Focus: osteria con brace.
Antonio De Stasio è l’emblema dell’oste/cuciniere dal piglio straripante, auto-regolato da un legame focoso con l’ambiente che lo circonda: cucina votata alla gola e alle carni di qualità, che unifica franchezza stilistica e decolli estrosi con un impatto finale detonante.


Ricambio variopinto dell’offerta; costanza esecutiva; tenore; verità.
Abolita la pizza di matrice classica. A menù si fa spazio negli appetizer quella nel ruoto in sei versioni. Croccante, rustica, mangereccia dove spicca per identità e impatto la Cafoncella (pomodorini del piennolo gialli e rossi, olive di Gaeta, acciughe di Cetara, capperi di Salina, origano di montagna, aglio paesano, olio aromatizzato all’aglio).
La cantina stupisce con chicche enologiche fuori/dentro i confini. La sala di più: per bellezza, metodo, tempi e (impressionante) capacità d’ascolto. Doti essenziali, ma affatto ovvie da trovare.

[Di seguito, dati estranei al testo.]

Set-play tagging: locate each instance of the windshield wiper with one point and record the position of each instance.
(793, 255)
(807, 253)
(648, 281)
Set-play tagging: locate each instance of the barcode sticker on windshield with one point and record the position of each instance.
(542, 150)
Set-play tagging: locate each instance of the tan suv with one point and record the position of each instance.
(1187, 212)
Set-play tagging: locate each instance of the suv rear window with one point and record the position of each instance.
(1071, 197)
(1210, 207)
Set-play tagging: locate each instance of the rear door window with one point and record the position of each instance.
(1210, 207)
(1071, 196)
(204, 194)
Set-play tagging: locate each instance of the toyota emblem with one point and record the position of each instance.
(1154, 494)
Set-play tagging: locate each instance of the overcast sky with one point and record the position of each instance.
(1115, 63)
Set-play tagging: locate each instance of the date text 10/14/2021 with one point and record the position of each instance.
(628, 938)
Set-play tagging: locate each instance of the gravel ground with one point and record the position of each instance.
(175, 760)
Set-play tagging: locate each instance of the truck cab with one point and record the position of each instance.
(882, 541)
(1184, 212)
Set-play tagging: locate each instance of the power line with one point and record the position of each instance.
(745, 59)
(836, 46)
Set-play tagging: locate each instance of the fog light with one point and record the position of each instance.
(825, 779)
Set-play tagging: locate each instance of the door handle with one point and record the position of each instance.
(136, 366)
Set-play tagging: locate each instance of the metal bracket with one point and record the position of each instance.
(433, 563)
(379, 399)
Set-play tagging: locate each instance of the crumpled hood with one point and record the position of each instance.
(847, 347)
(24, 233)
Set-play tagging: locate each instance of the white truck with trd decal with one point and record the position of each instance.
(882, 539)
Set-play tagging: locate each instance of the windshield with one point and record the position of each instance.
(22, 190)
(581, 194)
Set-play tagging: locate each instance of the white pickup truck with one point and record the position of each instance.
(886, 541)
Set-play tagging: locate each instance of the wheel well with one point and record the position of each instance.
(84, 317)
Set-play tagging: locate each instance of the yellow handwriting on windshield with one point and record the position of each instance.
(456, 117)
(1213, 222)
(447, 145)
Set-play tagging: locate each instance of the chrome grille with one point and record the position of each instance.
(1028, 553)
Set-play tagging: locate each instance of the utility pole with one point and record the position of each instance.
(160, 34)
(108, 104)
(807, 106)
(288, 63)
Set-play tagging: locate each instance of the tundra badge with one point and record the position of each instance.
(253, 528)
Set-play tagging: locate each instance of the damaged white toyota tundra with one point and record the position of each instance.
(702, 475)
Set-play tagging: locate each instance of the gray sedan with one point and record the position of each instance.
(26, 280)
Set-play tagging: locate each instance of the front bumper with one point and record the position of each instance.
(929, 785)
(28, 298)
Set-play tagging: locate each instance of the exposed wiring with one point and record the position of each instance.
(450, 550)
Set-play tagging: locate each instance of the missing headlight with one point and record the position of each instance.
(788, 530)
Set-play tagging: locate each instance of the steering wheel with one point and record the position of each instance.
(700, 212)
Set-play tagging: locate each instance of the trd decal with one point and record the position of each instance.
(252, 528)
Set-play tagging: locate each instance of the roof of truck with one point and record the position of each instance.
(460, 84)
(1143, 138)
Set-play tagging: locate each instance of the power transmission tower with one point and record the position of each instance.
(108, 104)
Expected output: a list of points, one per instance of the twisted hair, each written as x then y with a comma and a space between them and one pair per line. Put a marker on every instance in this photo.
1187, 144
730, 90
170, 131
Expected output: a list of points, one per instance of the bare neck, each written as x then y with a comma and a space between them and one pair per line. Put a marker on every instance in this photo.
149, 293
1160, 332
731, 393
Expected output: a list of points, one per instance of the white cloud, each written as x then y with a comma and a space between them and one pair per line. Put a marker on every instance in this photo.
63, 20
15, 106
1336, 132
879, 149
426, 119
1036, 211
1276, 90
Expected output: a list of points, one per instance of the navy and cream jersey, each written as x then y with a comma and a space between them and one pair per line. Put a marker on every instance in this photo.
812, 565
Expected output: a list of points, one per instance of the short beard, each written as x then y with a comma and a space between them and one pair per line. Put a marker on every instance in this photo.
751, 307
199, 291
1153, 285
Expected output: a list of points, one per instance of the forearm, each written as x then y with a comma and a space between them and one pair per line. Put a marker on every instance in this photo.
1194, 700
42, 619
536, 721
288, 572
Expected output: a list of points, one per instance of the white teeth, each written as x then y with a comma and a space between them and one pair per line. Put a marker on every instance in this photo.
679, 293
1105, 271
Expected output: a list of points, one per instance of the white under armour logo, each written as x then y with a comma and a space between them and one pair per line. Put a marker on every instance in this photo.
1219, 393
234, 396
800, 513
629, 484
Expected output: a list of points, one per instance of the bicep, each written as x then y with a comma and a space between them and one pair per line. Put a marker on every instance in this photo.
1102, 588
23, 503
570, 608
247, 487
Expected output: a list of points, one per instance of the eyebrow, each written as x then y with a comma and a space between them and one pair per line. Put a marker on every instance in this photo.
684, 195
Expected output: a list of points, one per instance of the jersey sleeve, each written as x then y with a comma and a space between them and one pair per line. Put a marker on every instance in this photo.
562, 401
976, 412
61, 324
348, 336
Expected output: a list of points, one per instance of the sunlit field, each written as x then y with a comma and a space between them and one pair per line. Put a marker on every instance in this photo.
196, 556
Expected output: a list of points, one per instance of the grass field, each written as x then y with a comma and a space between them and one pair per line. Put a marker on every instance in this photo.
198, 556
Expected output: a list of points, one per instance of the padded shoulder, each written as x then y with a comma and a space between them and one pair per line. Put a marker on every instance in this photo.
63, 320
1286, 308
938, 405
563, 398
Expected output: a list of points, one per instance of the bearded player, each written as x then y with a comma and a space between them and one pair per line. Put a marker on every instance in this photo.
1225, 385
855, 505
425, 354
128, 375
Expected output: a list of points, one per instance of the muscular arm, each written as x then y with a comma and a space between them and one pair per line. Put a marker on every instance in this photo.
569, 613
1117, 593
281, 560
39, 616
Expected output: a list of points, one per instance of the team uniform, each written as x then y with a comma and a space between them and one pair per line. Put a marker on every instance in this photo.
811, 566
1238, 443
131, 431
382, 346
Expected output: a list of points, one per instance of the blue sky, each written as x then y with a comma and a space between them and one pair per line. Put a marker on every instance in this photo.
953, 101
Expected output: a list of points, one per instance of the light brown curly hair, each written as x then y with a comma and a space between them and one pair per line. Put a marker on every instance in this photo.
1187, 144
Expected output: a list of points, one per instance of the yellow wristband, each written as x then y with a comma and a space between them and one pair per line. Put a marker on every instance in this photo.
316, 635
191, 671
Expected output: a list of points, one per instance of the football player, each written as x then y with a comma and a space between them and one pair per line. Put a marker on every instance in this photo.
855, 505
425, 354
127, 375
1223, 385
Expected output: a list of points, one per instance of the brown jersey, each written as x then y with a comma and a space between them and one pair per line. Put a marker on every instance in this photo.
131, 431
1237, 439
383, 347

La tradizione napoletana si presenta in doppia veste, autentica e fusion. E così è possibile abbandonarsi alla sfacciataggine di una parmigiana eterea o all’atroce suadenza della zuppa di soffritto servita con tocchetti di pasta cresciuta fritta.


Ma è facile imbattersi in piacevoli mistificazioni come il Bao con pulled di braciola al ragù, crocchetta di jamon o il Taco napulegno con friarielli e slice di maiale. Assaggi (extra)colmi di succulenta attitudine, dettati dalle influenze più allettanti per l’estro.


La pasta mista di Gragnano con patate, provola e tartufo, la mia ipercalorica idea di Empireo (o Paradiso, come preferite).

E poi ciccia, ciccia e ancora ciccia con la consulenza del noto griller Venerando Valastro.


Lombata portoghese e galiziana di razza cachena, Tomahawk premium Black Angus USA Rocky Mountain e Angus irlandese allevato in Spagna Miguel Vergara. Lacrime di gioia napulitane!


Saranno le esalazioni e i profumi – tremendamente idealizzati e distensivi, lo scenario della brace a vista tanto eccentrico da risultare a modo suo armonioso, l’alchimia di Antonio che fluisce ardimentosa, in picchiata con la sua maestria collaudata. Umami spinto! Ho mangiato burro. Una mitragliata di rime libere.
Una cena galvanizzante che lascia ondeggiare la mia testolina. Di quei luoghi che ti riconciliano con l’esistenza, senza l’ingombro di ingarbugliare filastrocche o pensieri in esubero.